New artificial intelligence technology developed at MIT can see through walls, and it knows what you’re doing.

RF-Pose, created by researchers at the Computer Science and Artificial Intelligence Laboratory (CSAIL), uses wireless signals to estimate a person’s pose through a wall. It can only come up with a 2D stick figure of your movements, but it can nonetheless see your actions.

The system, described in a new paper [PDF], uses a neural network to piece together radio signals bouncing off the human body. It takes advantage of the fact that the body reflects radio frequency signals in the Wi-Fi range. These Wi-Fi signals can move through walls, but not through people.

Using data from low-power radio signals—1000 times lower than the power your home Wi-Fi router puts out—this algorithm can generate a relatively accurate picture of what the person behind the wall is doing by piecing together the signals reflected by the moving body.

The system can recognize movement in poor lighting and identify multiple different individuals in a scene.
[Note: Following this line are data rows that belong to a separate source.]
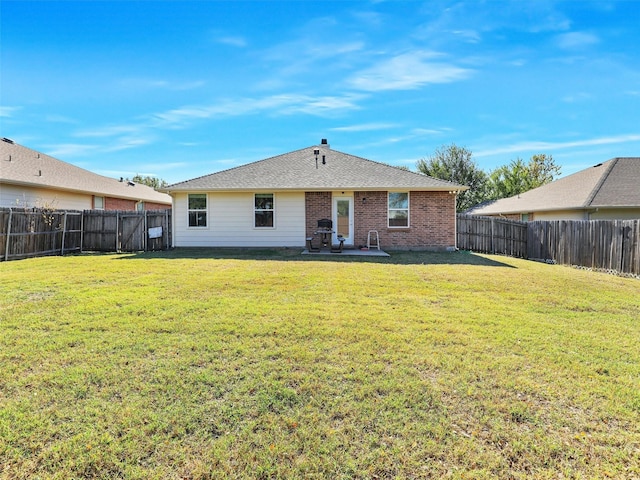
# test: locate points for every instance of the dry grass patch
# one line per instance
(264, 364)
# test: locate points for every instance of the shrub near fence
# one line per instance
(611, 245)
(36, 232)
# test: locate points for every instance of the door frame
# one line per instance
(334, 216)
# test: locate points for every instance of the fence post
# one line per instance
(166, 221)
(145, 235)
(117, 230)
(64, 233)
(6, 247)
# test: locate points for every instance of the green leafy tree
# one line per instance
(519, 177)
(150, 181)
(456, 164)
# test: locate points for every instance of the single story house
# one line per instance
(32, 179)
(607, 191)
(278, 202)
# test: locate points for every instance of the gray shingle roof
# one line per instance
(22, 166)
(297, 171)
(614, 183)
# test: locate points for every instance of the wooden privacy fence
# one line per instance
(612, 245)
(36, 232)
(492, 235)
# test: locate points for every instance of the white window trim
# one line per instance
(408, 209)
(206, 210)
(272, 209)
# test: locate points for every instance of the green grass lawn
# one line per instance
(266, 364)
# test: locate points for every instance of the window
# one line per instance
(398, 209)
(263, 210)
(197, 209)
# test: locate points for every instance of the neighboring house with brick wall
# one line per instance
(607, 191)
(33, 179)
(278, 201)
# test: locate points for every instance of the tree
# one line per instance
(150, 181)
(456, 164)
(518, 177)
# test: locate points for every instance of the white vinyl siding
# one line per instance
(398, 212)
(197, 204)
(231, 222)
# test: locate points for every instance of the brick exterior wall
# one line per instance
(432, 219)
(111, 203)
(317, 207)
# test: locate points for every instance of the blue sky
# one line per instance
(183, 89)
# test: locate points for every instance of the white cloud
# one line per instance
(407, 72)
(575, 40)
(151, 83)
(364, 127)
(284, 104)
(233, 41)
(550, 146)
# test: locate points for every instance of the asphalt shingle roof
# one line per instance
(614, 183)
(20, 165)
(298, 170)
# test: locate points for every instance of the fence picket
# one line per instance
(33, 232)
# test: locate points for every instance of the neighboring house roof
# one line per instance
(22, 166)
(298, 170)
(614, 183)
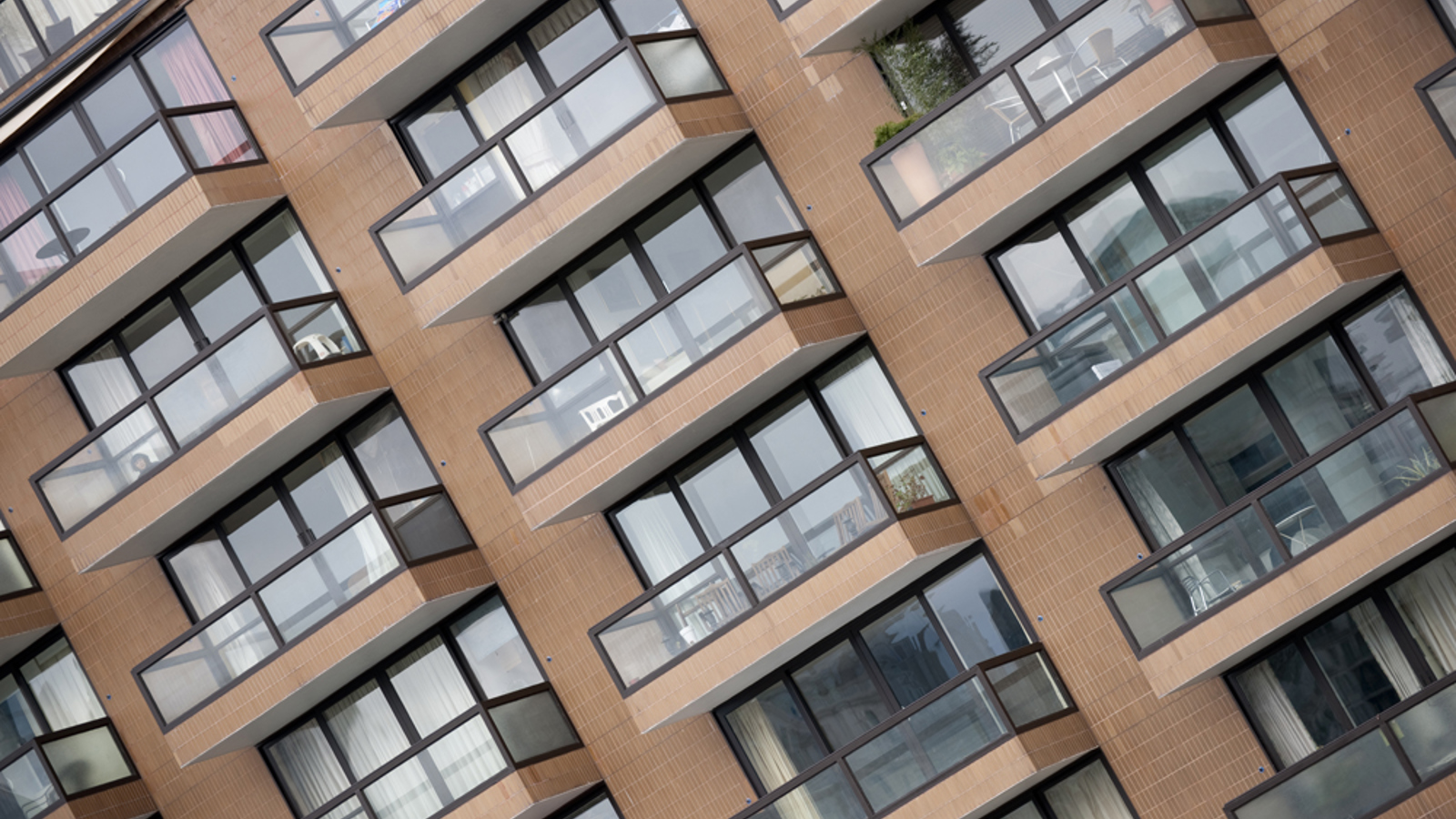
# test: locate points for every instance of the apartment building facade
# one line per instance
(728, 409)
Though the technology is still in development, it’s not hard to imagine that the military might use it in surveillance, but the researchers also suggest that it may be useful for video game design and search-and-rescue missions. It might also help doctors monitor and analyze the movements of patients with disorders like Parkinson’s disease and multiple sclerosis.

This is just the latest in a series of projects using radio signals to mimic X-ray vision. CSAIL has been working on similar technology using Wi-Fi signals for several years, creating algorithms to recognize human forms and see motion through obstructions. In the future, they hope to expand the system to be able to recognize movement with 3D images rather than the current 2D stick figures.